Car, qu’elle ait raison ou non sur le fond, c’est sur la forme que cela pose problème. Dans une démocratie saine, une ministre n’a pas à s’en prendre à la ligne éditoriale de la radio-télévision publique. Ce sont les journalistes qui sont les seuls garants des choix de sujets, des intervenants, des angles d’attaque…
Et quand bien même Jacqueline Galant aurait un problème – personnel ou non – avec un reportage ou une émission, ce n’est pas sur le réseau social d’Elon Musk qu’elle doit s’en prendre à la RTBF… Elle aurait pu saisir les instances de régulation qui existent pour éviter toute dérive du milieu : le CSA (Conseil supérieur de l’audiovisuel) et le CDJ (Conseil de déontologie journalistique).

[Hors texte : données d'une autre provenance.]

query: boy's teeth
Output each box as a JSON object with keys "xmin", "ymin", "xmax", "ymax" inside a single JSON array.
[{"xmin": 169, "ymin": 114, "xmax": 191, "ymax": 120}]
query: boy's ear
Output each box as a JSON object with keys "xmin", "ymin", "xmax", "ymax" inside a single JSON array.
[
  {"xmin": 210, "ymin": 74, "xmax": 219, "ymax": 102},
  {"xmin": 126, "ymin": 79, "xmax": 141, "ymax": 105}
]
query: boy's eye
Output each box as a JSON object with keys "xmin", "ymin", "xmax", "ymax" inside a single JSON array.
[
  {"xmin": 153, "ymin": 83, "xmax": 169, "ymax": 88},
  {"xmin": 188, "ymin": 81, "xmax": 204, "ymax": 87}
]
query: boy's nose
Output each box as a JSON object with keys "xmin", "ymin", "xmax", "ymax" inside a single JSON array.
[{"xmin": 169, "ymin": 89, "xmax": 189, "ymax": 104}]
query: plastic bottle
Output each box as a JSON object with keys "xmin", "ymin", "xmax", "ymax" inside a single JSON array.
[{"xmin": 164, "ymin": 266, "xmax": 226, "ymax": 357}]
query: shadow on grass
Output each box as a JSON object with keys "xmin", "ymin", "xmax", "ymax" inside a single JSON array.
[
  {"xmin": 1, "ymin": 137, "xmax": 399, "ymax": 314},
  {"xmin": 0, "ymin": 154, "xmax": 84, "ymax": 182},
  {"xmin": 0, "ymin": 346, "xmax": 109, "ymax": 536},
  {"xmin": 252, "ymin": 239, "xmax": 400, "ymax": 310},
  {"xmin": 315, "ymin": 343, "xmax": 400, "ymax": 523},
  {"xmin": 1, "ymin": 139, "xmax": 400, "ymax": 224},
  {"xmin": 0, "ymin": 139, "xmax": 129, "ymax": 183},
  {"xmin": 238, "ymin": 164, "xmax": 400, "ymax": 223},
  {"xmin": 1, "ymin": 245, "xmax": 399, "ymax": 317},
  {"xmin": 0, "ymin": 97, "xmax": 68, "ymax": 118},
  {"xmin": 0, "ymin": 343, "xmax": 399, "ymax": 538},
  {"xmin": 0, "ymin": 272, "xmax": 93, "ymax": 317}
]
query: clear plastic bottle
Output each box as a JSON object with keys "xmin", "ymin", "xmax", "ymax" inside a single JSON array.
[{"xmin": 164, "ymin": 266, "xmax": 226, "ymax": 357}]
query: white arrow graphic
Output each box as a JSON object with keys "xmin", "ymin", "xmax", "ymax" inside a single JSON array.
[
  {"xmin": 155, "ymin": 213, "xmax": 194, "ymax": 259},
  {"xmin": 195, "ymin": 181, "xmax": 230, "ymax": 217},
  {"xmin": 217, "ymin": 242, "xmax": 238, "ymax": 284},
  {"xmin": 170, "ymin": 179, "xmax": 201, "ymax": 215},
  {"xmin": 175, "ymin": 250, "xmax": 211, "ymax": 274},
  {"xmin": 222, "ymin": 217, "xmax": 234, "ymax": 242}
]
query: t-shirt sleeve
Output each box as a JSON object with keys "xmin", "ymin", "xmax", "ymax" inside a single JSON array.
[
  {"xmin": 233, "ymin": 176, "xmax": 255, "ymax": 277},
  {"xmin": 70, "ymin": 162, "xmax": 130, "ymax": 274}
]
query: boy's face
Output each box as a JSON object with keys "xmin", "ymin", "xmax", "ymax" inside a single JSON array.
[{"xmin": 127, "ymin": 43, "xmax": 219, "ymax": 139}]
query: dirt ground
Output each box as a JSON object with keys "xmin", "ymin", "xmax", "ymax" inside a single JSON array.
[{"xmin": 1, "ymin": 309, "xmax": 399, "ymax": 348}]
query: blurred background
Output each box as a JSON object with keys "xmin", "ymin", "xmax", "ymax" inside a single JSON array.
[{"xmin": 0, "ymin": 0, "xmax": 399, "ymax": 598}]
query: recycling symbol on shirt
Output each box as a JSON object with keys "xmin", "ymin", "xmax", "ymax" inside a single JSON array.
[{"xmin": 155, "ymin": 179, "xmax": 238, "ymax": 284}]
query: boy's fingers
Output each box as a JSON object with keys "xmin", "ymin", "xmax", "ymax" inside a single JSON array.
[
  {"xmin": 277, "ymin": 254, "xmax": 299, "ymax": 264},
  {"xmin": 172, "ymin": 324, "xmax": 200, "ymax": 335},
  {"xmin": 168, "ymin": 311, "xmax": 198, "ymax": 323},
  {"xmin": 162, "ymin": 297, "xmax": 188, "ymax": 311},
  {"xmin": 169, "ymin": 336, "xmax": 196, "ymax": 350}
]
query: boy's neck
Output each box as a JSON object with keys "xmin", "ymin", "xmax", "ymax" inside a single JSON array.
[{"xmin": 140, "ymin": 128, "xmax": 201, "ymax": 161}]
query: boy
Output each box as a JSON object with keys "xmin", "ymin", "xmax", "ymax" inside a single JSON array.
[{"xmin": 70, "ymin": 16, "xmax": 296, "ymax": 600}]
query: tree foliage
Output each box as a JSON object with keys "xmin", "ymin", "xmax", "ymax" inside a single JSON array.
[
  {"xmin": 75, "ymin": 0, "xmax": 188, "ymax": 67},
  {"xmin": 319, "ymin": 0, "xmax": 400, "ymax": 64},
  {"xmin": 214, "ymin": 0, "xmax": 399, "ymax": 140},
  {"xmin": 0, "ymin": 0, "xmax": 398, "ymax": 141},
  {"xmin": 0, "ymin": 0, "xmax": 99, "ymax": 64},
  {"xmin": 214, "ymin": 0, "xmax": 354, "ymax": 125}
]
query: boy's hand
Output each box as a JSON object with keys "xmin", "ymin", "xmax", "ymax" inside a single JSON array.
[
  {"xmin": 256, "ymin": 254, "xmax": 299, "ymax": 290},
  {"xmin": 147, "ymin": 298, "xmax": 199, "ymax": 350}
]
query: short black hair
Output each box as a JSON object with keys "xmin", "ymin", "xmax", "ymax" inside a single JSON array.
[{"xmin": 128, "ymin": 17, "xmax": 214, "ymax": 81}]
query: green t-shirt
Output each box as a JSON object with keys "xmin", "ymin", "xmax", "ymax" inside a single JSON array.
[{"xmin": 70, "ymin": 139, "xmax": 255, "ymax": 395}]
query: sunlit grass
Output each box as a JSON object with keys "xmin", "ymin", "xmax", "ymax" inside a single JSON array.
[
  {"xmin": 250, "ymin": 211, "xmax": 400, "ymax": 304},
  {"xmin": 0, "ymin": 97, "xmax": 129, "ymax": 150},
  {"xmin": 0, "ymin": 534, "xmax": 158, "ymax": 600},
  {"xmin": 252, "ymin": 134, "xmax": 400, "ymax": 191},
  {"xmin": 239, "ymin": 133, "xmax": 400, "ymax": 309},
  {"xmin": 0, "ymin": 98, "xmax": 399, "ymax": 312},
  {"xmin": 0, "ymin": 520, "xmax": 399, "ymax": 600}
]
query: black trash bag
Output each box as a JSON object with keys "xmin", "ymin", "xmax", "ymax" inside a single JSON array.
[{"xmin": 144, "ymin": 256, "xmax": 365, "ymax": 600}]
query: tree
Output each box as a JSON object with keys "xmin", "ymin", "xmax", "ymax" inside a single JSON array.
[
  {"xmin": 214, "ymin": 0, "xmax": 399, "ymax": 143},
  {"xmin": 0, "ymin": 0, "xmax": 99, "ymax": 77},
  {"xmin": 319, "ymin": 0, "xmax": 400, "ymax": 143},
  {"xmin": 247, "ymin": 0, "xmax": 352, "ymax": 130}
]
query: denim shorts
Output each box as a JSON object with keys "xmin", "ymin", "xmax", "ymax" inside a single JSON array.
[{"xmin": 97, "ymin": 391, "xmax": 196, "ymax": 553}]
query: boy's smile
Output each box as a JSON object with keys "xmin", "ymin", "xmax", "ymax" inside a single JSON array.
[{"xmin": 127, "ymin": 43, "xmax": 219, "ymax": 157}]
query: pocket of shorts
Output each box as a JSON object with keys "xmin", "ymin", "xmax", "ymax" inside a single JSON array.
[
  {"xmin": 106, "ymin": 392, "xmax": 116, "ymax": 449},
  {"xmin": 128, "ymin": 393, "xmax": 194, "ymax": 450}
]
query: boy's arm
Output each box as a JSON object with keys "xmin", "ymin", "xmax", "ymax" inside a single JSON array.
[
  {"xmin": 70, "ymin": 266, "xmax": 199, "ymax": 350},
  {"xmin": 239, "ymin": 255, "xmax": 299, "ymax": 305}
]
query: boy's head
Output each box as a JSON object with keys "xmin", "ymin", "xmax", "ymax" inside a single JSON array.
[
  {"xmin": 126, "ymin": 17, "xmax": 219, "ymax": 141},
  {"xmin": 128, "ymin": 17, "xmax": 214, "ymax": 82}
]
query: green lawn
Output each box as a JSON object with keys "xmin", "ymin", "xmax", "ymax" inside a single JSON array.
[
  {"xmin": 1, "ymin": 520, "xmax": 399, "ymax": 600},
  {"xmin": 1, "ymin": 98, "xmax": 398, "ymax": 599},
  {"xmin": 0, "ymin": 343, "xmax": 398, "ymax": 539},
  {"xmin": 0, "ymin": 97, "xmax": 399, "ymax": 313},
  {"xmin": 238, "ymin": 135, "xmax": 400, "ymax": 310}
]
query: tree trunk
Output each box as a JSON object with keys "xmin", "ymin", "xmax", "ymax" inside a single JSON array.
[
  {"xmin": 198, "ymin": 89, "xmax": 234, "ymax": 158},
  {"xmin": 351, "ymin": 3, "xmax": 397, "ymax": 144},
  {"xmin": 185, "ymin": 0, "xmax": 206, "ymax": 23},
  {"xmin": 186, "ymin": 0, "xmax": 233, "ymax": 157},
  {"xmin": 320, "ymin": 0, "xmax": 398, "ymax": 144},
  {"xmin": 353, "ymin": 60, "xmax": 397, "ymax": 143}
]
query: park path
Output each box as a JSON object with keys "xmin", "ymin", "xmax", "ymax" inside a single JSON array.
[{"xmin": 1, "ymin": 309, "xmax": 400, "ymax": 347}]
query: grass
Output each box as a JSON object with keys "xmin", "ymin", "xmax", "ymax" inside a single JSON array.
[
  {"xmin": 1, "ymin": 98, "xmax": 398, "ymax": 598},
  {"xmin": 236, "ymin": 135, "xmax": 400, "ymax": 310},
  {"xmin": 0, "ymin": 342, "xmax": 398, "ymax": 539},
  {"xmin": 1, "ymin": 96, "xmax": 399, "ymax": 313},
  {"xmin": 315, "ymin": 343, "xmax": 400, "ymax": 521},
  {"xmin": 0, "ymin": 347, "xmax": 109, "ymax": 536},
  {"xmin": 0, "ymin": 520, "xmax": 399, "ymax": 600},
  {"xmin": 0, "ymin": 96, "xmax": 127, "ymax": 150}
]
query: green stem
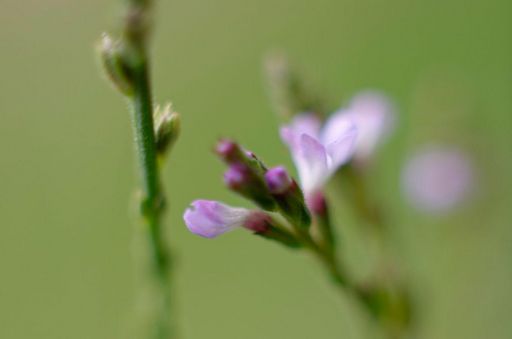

Selon la FEJ, légalement, la sortie de Galant va même à l’encontre de la Convention européenne des Droits de l’homme, dont l’article 10 garantit la liberté de la presse.
Tout cela semble embarrasser la ministre-présidente de la Fédération Wallonie-Bruxelles, Elisabeth Degryse (Les Engagés), obligée de rapidement clarifier sa position après une interpellation de l’opposition en commission du Parlement : «Je peux vous certifier que pour mon gouvernement, la liberté de la presse est essentielle», a-t-elle déclaré mardi.
Comment expliquer qu’une politicienne chevronnée comme Jacqueline Galant (50 ans) commette une telle bourde d’entrée de jeu ? Naïveté ? Empressement ? Revanche personnelle ? Ou bien coup politique en pleine campagne électorale ? À l’heure d’écrire ces lignes, on attend avec impatience sa première réaction ce mercredi après-midi en séance plénière du Parlement.
Mais selon le secrétaire général de la FEJ, le Liégeois Ricardo Gutiérrez, cet incident s’inscrit dans un contexte européen plus large. «Il y a de plus en plus de ministres des Médias qui se permettent ce genre d’interférence, surtout à l’encontre des médias publics. Les régimes illibéraux pratiquent cela quotidiennement», même s’ils n’en ont «pas l’exclusivité». Des alertes ont déjà été lancées à l’encontre de représentants gouvernementaux ou de l’opposition, tant de gauche que de droite, rappelle-t-il.
Plus que jamais, la vigilance est donc de mise.